For a while I’d feared that call, feared what it meant for me. Then I’d longed for it, longed for it in a way I still didn’t fully understand. I’d thought I loved him, but it was more than love. It was a desire for something only he could give, but I still didn’t entirely comprehend what that “something” was. It wasn’t love, though. It was something in the way we were tied together, the way the Horseman had only been a whisper of a thought when I first saw him as a tiny child, the vague coalescence of the villagers’ nightmares. But he’d reached for me and I’d believed in him, and my belief made him more than shade, more than shadow.
The Horseman had sprung from me, from my longing for something greater than the world I know, for my need for something beautiful long before I could define that feeling. He’d been a nightmare to the people of the Hollow, but to me he was a dream, a dream of flying and of freedom.
I noticed that the whispers had subsided. They weren’t gone entirely, but they had receded to a distance that allowed me to think. As soon as I thought this, the volume rose again.
The Horseman. Think of the Horseman, and nothing else.
The whispers receded again.
I just had to think of him, keep him as my true north and let him pull me in his direction.
Ben. Ben.
Keep his voice in your mind and go to him. There’s nothing else here. There are no whispering goblins, no ghosts of your past. There isn’t even a cloak of darkness. These are all obstacles that Schuler de Jaager put in your path. He’s trying to block you. He’s trying to stop you from getting to the Horseman. Why is he trying to stop you from getting to the Horseman?
And the truth burst through me like the moon emerging from behind the clouds. Because he’s afraid.
Schuler de Jaeger was afraid of the Horseman, and afraid of what might happen if I went to the Horseman.
That meant the Horseman and I could hurt Schuler.
We could hurt him if we were together. Perhaps we could even defeat him.
Hurry, hurry, and this time it was my own voice in my head urging me to him. I had to reach the Horseman, because he was weak and hurt, and he needed me. I had to reach him in time. I had to. Schuler was trying to prevent me from doing that very thing, and whatever Schuler wanted couldn’t be good for me or for the Hollow.
The path before me opened up suddenly into a large clearing. The night sky was visible above, the stars brighter than I’d ever seen them. They shone down on the dark form folded in the center of the clearing—a man, or something like a man, though I’d never imagined him alone and horseless. He was on his knees, his head bent, his back curved, like the weight of everything was on him.

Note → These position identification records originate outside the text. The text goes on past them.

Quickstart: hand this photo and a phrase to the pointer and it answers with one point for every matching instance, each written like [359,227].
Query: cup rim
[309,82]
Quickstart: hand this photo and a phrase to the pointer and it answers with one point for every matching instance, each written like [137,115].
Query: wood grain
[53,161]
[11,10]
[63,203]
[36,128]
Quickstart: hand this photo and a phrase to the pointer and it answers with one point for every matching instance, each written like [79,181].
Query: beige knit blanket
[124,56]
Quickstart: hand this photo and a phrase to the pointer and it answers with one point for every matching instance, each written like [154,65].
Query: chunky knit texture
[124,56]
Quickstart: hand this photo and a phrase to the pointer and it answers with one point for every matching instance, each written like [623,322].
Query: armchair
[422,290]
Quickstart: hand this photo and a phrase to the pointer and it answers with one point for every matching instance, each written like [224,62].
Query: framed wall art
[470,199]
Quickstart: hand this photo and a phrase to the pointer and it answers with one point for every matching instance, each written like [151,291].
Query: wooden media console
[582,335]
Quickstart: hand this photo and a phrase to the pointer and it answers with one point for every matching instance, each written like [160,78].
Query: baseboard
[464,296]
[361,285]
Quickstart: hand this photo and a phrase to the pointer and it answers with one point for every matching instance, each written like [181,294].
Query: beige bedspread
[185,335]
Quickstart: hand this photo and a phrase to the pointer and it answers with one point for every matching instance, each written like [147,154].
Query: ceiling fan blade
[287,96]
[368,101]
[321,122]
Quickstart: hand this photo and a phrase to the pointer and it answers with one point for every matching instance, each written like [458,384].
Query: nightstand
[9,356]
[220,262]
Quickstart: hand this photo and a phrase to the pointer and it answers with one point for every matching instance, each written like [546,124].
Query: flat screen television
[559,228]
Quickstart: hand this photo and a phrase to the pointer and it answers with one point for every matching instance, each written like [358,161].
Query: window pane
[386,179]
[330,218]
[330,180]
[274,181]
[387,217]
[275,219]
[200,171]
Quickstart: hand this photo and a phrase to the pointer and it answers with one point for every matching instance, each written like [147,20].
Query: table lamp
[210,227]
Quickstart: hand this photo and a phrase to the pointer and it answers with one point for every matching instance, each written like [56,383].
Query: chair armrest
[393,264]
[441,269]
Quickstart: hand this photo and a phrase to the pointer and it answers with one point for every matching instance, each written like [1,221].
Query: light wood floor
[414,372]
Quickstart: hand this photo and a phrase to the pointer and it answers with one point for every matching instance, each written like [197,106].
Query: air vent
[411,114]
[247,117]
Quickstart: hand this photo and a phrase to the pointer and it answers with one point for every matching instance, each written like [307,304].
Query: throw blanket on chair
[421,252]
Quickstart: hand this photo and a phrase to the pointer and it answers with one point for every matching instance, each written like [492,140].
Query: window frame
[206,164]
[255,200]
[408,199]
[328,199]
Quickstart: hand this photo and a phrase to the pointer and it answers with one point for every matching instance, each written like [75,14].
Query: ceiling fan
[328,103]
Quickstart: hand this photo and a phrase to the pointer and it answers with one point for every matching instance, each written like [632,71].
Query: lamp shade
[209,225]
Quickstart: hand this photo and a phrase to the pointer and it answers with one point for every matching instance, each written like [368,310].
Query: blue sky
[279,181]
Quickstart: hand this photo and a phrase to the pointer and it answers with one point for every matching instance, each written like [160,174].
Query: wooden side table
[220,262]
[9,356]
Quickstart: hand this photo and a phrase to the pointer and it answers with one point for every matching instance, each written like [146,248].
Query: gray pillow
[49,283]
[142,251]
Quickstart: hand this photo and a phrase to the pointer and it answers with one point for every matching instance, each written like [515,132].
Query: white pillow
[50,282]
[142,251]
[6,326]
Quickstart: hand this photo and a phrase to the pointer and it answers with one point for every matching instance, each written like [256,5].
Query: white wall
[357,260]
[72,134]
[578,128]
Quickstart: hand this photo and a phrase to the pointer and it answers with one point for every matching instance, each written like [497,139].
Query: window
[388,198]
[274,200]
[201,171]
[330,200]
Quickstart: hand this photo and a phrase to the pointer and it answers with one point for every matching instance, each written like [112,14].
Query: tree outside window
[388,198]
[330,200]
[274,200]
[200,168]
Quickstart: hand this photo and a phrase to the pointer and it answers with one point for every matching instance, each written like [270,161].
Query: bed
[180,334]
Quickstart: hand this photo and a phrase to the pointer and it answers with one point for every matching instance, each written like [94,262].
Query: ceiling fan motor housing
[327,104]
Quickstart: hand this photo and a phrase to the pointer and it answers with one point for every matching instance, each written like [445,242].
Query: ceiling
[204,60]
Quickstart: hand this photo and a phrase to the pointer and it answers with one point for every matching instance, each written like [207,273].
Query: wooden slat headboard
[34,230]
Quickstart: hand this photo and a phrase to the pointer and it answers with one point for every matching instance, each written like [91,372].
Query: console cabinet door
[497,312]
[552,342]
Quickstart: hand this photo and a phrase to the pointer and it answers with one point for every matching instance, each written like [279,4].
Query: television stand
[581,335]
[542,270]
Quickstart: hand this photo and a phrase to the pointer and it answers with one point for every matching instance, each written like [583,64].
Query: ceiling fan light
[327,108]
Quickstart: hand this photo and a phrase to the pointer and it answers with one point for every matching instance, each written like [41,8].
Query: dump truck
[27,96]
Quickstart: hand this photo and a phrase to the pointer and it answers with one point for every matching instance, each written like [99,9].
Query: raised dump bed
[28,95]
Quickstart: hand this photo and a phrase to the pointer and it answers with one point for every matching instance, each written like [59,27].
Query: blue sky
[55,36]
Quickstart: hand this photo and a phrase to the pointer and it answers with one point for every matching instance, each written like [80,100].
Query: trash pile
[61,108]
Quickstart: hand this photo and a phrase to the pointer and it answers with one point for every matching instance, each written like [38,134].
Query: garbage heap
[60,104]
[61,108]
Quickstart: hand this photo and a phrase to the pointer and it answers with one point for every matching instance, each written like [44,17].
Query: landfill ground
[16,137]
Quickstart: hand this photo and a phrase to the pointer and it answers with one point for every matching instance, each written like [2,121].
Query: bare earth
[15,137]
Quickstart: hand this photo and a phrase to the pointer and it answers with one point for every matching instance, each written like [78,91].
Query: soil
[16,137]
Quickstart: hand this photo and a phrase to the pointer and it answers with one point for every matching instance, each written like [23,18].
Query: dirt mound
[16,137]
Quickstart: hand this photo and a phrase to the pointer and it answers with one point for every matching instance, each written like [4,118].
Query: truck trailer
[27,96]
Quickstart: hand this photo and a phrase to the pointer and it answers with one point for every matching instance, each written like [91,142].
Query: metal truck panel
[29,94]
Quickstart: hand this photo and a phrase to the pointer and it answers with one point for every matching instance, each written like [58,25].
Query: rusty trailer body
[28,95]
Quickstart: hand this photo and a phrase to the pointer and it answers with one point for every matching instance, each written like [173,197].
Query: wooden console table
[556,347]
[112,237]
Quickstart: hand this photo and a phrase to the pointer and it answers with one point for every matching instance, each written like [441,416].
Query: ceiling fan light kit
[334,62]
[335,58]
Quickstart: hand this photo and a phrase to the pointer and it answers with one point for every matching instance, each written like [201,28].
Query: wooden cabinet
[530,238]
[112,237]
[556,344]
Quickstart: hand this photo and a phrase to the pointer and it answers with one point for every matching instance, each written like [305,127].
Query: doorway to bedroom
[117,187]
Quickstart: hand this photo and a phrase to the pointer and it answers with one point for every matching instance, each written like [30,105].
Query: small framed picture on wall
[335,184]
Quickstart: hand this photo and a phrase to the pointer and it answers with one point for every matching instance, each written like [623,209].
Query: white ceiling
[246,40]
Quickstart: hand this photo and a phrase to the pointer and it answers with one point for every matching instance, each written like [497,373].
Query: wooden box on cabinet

“Horseman,” I said, and ran to him.
He looked up at me, and he appeared more earthly than the last time I’d seen him—less powerful, more human.
“Ben,” he said. He sounded exhausted and relieved, and reached his hand out to me.
Darkness pooled around him. I thought at first that it was his cloak, but as I got closer I realized the darkness was a cloud around him, and that it was dissipating. It was dripping away from him. That’s when I realized he was injured. Whatever had happened, however it happened, he was hurt badly enough to bleed—or whatever passed for blood when you were a creature of magic.
I stretched out my hand to take his in mine, but a moment before our fingertips touched I bumped up against something else in the way. There was a crackling noise, a smell like lightning, and then I was thrown backward, away from the Horseman.
Someone laughed, low and long and vicious. I pushed up and saw Schuler de Jaager, or rather the thing that passed as Schuler de Jaager, emerging from the trees.
“You didn’t think you’d be able to free him so easily, did you, little Bente?”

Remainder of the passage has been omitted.